Perspectives for the coming revolution in America: Race, class and the fight for socialism
I've read a lot on this topic since this thread began but this I think might be one of the more interesting pieces, also from WSWS. I'll quote a few sections
[...]decided to hold a series of meetings on the New York Times’ “1619 Project.” Understanding and combating the conceptions advanced in this “project,” which is being aggressively promoted at schools and campuses throughout the country, is of immense importance for the working class and youth.
What is involved is a form of historical revisionism and contemporary politics that is aimed at elevating race as the central social and political category—indeed, that is aimed at promoting racial conflicts. At the very point that masses of workers and youth all over the world are entering into struggle over issues of class, there is a conscious effort to divide and disorient.
One must state at the outset: there is nothing left-wing about this campaign. It shares more in common with the fascistic reaction of Donald Trump than anything traditionally associated with progressive politics.

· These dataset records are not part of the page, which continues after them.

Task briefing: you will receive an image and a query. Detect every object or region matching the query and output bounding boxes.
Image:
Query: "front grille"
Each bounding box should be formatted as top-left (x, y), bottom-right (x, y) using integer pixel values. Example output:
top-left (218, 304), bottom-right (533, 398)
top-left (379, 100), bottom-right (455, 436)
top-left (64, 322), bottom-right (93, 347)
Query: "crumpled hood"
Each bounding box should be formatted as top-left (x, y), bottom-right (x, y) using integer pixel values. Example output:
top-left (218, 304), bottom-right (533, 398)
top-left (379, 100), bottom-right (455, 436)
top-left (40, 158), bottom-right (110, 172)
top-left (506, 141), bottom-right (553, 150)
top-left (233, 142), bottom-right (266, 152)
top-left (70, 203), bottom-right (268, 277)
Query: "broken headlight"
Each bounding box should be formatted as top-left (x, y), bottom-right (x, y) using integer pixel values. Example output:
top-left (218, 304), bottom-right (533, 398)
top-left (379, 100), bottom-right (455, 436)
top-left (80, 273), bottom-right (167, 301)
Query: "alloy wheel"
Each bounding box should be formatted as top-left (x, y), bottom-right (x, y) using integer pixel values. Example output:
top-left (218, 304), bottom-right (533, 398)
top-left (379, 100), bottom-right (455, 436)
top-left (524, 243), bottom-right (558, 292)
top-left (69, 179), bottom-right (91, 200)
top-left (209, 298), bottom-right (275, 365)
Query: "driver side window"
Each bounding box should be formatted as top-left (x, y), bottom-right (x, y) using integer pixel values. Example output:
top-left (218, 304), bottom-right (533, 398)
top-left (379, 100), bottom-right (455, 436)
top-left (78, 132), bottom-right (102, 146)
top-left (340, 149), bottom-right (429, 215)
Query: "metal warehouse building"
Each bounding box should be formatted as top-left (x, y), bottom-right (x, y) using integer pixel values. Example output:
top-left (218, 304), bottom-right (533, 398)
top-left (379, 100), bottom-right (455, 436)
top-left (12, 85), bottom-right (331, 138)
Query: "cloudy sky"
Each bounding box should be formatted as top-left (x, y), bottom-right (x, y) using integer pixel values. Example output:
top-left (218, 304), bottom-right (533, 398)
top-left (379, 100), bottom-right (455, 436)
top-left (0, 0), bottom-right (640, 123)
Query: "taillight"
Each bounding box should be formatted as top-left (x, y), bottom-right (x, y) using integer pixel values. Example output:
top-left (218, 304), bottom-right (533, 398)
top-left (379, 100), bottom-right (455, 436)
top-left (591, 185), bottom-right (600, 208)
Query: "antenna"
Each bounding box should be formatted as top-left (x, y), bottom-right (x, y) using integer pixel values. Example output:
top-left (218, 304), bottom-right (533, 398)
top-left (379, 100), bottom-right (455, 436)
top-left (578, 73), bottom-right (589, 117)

On Marxism vs identity politics:
The great advance of Marxism was the materialist conception of history, the understanding that at the foundation of society are definite forms of production, and that to the phases in the development of these forms of production correspond definite social, that is, class relations. In particular, modern capitalist society is characterized by private ownership of the means of production, which are in the hands primarily of the owners of the banks and giant corporations.
The working class as a class is united in its relationship to this process of production. It is that class of people, today the majority of the world’s population, that must sell its labor power on the market for a wage. The fundamental unity of the working class, across nationalities, races, ethnicities, genders or any other category, is defined by this relationship.
The politics of race and identity begins not with the process of production and the objective interests, independent of thought, that are determined by this production process, but by racial divisions. Where does racism itself come from? It is “endemic,” the “original sin,” embodied in the “DNA” of white people, per the Times. History is not the transition from one form of social organization to another—from slavery to feudalism, then capitalism and finally to socialism—but merely different forms in the eternal persistence of racial antagonisms.[...]
The politics of racial, gender and other forms of identity is the politics of the upper-middle class, of all races and genders. It is a mechanism for dividing the working class, subordinating it to the right-wing, pro-war politics of the Democratic Party, and a mechanism for carrying out bitter struggles within the top ten percent for access to positions in academia, corporate boardrooms and the state.
On the right wing character of racialist politics:
The theoretical and political conceptions promoted by this layer have absolutely nothing to do with “left” politics. Indeed, the irrationalist, anti-Enlightenment, anti-Marxist and anti-working-class perspective developed over the past half-century has brought the pseudo-left into increasing alignment with the conceptions and politics of the far-right. The obsession with race, the interpretation of history in terms of the conflict of races, the categorization of society into “white America” and “black America,” “white people” and “black people”—this is not the language of the left, of progressive social reform, let alone socialist revolution.
This was one of the better pieces that I read during the original CRT thread. People should read it.